When you send your children off to school, your hope as a parent is that they will succeed, thrive, and flourish. You want them to make friends, to try hard, behave well, and above all grow into a well-rounded young person. However, sometimes there are bumps in the road; your child might encounter social problems or be struggling to keep up with the academic side of things. 

 

As a parent,  it can be so frustrating to see your child suffering at school. Here are some parenting tips for kids who are struggling at school. 

  1. Invest in extra academic support for kids falling behind.

It isn’t ideal to have to hire a tutor or work with your child’s school to get them the support they need, but your child has to come first. If your child is struggling with a specific subject such as Maths or English, hiring a tutor who can give them some one-on-one support is a great idea. You might find that even that one-on-one confidence boost is enough to give your child the self-esteem they need to press on.

 

There are local tutoring companies in every city that you can ask for structured academic support, or alternatively, you could take on this role yourself. Sites like Studentreasures.com contain awesome resources that can help you, as a parent, support your child’s academic development.

 

  1. Visit with a psychologist to discuss behavioral problems.

If your child is exhibiting disruptive or bullying behavior towards other kids at school, it’s time to step in. While all kids go through rebellious phases, inflicting emotional or physical harm on others needs to be dealt with. Similarly, if your child’s teachers report that they are constantly disrupting the class or ignoring the teacher’s commands, this is something that should be tackled. 

 

A pediatric psychologist might be able to help you come to a solution for this behavior. Usually, children exhibit outbursts or disruptive behavior because of something happening within; perhaps they are upset by something at home, or feel they need to show off to get respect from their peers. 

  1. Meet with your child’s teachers to discuss your concerns.

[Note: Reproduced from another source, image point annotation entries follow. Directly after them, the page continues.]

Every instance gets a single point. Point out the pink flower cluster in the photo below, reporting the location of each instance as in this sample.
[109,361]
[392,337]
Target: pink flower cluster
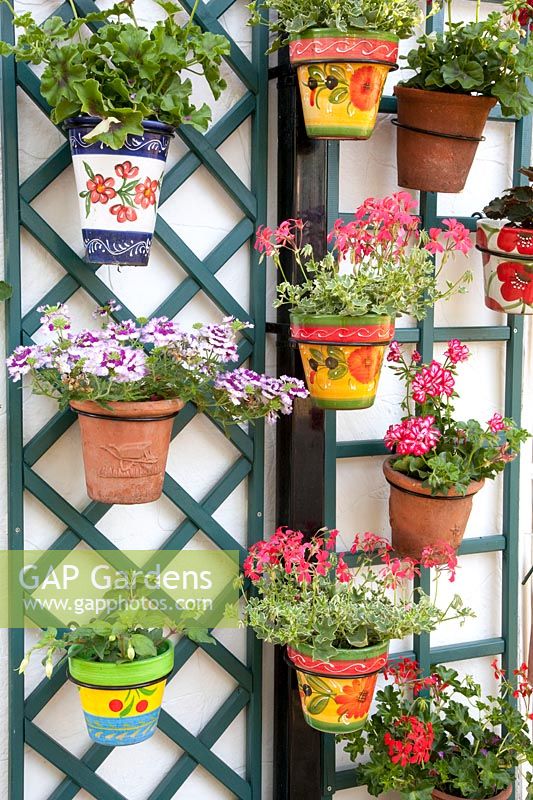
[414,436]
[432,381]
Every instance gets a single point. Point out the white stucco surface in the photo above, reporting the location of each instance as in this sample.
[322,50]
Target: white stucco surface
[202,214]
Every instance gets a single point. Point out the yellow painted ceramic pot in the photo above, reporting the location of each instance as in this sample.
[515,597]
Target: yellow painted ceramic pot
[342,357]
[507,266]
[341,77]
[121,702]
[336,695]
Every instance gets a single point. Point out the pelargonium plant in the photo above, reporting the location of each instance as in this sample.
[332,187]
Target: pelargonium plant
[151,359]
[433,447]
[307,594]
[451,737]
[380,262]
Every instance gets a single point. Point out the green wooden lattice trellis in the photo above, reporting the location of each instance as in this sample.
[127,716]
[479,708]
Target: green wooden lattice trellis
[81,526]
[424,336]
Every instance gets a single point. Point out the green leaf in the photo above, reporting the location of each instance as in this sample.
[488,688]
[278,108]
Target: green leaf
[6,290]
[317,705]
[143,645]
[468,74]
[337,373]
[90,96]
[114,130]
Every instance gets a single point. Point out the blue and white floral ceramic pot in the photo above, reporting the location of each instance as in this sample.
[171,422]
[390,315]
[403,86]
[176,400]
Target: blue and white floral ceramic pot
[118,191]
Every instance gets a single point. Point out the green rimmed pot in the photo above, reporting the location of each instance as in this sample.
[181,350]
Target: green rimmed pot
[121,702]
[342,357]
[341,78]
[507,254]
[336,695]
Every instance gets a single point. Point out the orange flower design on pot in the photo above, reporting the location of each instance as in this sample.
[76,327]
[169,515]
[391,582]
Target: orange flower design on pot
[507,266]
[342,357]
[336,695]
[341,77]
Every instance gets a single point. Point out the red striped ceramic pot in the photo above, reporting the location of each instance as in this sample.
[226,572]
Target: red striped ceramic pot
[342,357]
[341,77]
[336,695]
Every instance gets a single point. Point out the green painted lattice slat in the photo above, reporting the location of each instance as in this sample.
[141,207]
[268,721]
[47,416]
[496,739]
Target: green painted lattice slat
[201,277]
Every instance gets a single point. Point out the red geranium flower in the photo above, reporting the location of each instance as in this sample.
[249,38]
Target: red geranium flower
[145,193]
[511,238]
[101,189]
[517,281]
[124,213]
[365,88]
[126,170]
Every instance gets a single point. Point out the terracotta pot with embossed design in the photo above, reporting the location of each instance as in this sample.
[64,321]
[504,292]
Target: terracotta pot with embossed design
[125,448]
[419,519]
[342,356]
[336,695]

If your child is experiencing a period of low confidence, or you suspect they are being bullied, you should immediately book a meeting with your child’s teacher. It is easy to downplay these things as just a phase, but if you sense your child isn’t doing well at school, it is better to prevent further upset than to let it pan out. 

 

Your child’s teacher can provide insights on how your child comes across in the classroom; the social groups they have formed; and whether they share your concerns. By working together, you can come up with a good solution that benefits your child. 

Final thoughts…

Your child’s development is so important to you, so you should make sure to be involved and pay attention to their progress at school. While it is sometimes better to hang back and let your child figure things out for themselves, at other times, you should step in and give them extra support.